Неужели мачеха решила хоть как-то украсить их неказистое жилье?! Сколько себя помнила Ольга, каждая тряпочка в доме была сшита, вышита или связана мамой, великой рукодельницей. Мачеха же беспрестанно охаивала то, что осталось от ее предшественницы, однако ничего не меняла, ибо руки у нее были совершенно как крюки. К тому же она была скупа до дрожи. И вдруг – новые занавески!

– Вот те на! – раздался голос рядом, и Ольга чуть не выронила чемодан.

На нее, уперев руки в боки, смотрела соседка с первого этажа: широкая, словно баржа, и громогласная, как буксир на ночной Волге, Акулина Никодимовна – тетя Акуля, знаменитая на весь квартал ругательница. Конечно, за спиной все звали ее Акулой. Она с удовольствием обгладывала косточки и соседям, и прохожим, и знакомым, и незнакомым, и даже киногероям, воспринимая их как живых, реальных людей.

– Явилась! Ну и хватило же совести! – воскликнула тетя Акуля, глядя на Ольгу со жгучим осуждением.

Та машинально поставила чемодан и прижала к себе Женю обеими руками.

– Вот! – завопила тетя Акуля еще громче. – Как выгнал ее хахаль, так вспомнила про родимый дом, а что отца без нее хоронили, так это ничего?!

– Что? – слабо выдохнула Ольга.

– Ой, что-что! – передразнила соседка. – Будто не знаешь! Сколько тебе телеграмм Ирина Петровна слала, а ты ни ответа, ни привета!

Ольга только глазами хлопала. Мачеха слала ей телеграммы о смерти отца?!

– Я ни одной не получила, честное слово… – пролепетала она. – Папа умер… Господи! Да когда же, когда?!

– Да уже месяца четыре тому. В феврале, никак? Хотя вру – в конце января. В Марьиной Роще похоронили. Иринушка-то слезами пообливалась, а потом сменяла комнаты ваши да выехала отсюда.

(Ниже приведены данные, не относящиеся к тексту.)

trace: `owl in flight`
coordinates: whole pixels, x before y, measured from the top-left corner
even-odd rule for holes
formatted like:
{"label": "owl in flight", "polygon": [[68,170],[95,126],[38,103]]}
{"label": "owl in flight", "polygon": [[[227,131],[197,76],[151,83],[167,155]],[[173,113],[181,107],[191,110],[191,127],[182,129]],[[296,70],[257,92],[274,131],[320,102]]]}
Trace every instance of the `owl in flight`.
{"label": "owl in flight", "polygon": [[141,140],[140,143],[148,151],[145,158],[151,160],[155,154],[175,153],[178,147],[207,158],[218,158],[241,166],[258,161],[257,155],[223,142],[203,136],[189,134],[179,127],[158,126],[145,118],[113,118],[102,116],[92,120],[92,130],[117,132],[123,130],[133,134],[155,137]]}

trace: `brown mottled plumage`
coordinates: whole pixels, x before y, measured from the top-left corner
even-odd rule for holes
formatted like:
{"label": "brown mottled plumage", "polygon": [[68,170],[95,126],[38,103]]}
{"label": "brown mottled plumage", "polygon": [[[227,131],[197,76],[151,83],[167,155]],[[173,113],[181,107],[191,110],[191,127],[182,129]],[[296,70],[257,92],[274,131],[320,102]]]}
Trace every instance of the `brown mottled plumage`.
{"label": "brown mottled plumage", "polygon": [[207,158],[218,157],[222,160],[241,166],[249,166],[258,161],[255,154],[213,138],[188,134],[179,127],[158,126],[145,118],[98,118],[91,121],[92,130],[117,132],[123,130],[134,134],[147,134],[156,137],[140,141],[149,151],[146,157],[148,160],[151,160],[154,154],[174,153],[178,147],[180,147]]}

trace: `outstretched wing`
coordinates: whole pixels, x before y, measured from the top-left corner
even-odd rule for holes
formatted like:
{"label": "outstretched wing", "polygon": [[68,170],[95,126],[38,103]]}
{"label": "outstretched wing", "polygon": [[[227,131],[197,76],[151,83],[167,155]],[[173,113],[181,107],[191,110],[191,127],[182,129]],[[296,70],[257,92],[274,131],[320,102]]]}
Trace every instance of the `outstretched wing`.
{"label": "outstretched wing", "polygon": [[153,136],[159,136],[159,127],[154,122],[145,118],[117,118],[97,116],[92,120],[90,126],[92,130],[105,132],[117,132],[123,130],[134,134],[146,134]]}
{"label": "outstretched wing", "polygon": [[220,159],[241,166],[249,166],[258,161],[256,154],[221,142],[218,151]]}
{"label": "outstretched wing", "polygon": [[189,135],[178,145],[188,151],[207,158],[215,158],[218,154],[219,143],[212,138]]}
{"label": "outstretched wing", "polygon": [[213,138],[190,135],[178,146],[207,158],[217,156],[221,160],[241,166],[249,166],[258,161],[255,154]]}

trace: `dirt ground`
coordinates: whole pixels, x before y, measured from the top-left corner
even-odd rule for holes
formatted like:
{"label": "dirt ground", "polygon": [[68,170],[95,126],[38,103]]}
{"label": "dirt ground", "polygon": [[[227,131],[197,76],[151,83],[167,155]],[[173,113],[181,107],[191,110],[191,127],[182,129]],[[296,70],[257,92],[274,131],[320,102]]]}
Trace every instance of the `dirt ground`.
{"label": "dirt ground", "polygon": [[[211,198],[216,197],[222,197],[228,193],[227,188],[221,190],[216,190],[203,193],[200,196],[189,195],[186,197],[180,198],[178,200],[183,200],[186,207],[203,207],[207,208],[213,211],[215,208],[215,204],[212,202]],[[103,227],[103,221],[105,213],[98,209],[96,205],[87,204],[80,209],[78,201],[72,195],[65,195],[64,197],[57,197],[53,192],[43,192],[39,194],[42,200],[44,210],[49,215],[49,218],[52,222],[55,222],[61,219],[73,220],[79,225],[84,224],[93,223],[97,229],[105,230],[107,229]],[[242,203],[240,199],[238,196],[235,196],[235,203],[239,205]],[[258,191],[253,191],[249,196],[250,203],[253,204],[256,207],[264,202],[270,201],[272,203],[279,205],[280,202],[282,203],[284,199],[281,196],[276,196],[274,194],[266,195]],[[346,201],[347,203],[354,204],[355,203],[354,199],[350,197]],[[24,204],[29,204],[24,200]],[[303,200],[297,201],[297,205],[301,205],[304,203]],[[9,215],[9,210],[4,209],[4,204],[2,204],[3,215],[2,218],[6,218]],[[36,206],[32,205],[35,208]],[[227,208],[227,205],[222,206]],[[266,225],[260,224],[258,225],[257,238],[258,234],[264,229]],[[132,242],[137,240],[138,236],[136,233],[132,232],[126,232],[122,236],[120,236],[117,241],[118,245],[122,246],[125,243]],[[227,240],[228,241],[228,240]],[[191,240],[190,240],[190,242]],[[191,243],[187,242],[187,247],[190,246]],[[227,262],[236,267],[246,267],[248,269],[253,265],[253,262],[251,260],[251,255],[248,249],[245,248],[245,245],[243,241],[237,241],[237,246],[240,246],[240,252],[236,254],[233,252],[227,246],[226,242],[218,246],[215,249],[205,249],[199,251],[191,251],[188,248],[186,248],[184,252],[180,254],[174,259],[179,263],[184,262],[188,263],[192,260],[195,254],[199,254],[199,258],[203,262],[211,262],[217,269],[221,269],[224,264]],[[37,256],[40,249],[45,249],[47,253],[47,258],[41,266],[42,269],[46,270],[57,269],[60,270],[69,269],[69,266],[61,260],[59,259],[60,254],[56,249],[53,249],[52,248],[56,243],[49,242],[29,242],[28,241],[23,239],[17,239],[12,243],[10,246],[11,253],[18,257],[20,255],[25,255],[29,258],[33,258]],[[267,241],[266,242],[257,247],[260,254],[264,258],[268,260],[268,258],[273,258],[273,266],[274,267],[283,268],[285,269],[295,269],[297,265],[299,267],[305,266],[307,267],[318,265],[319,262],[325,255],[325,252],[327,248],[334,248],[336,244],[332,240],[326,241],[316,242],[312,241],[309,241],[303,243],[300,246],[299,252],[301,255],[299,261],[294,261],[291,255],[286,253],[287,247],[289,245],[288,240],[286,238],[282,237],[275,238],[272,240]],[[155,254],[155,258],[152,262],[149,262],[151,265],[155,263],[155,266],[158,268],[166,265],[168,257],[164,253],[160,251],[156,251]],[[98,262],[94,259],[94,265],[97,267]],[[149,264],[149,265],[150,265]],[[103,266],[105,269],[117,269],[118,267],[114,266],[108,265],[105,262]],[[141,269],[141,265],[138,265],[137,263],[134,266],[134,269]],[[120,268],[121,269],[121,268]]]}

– Как сменяла? Обе комнаты? А как же я?!

– А ты что? – пожала широкими плечами тетя Акуля. – Ты же в Москву подалась! Здесь ты уже выписана, ты здесь никто! Отрезанный ломоть. Управдом предупредил мачеху твою, мол, в связи со смертью мужа у вас освободилась жилищная площадь, будем вас уплотнять! Ну она, не будь дурой, поменялась с одними из Лапшихи. Им на четверых две ваши комнаты, а ей четверть дома. Все довольны.

Ольга стояла столбом.

Да что же это получается?! Отца без нее похоронили… Хоть всегда и во всем принимал он сторону властной жены и относился к дочери очень холодно, все же это был единственный Ольгин родной человек! И еще новость – мачеха переехала. Где ее теперь искать? Почему она ничего не сообщила Ольге? Не может быть, чтобы не приходили письма и телеграммы, всем в общежитии приходили, только ей нет! Может, мачеха адрес перепутала?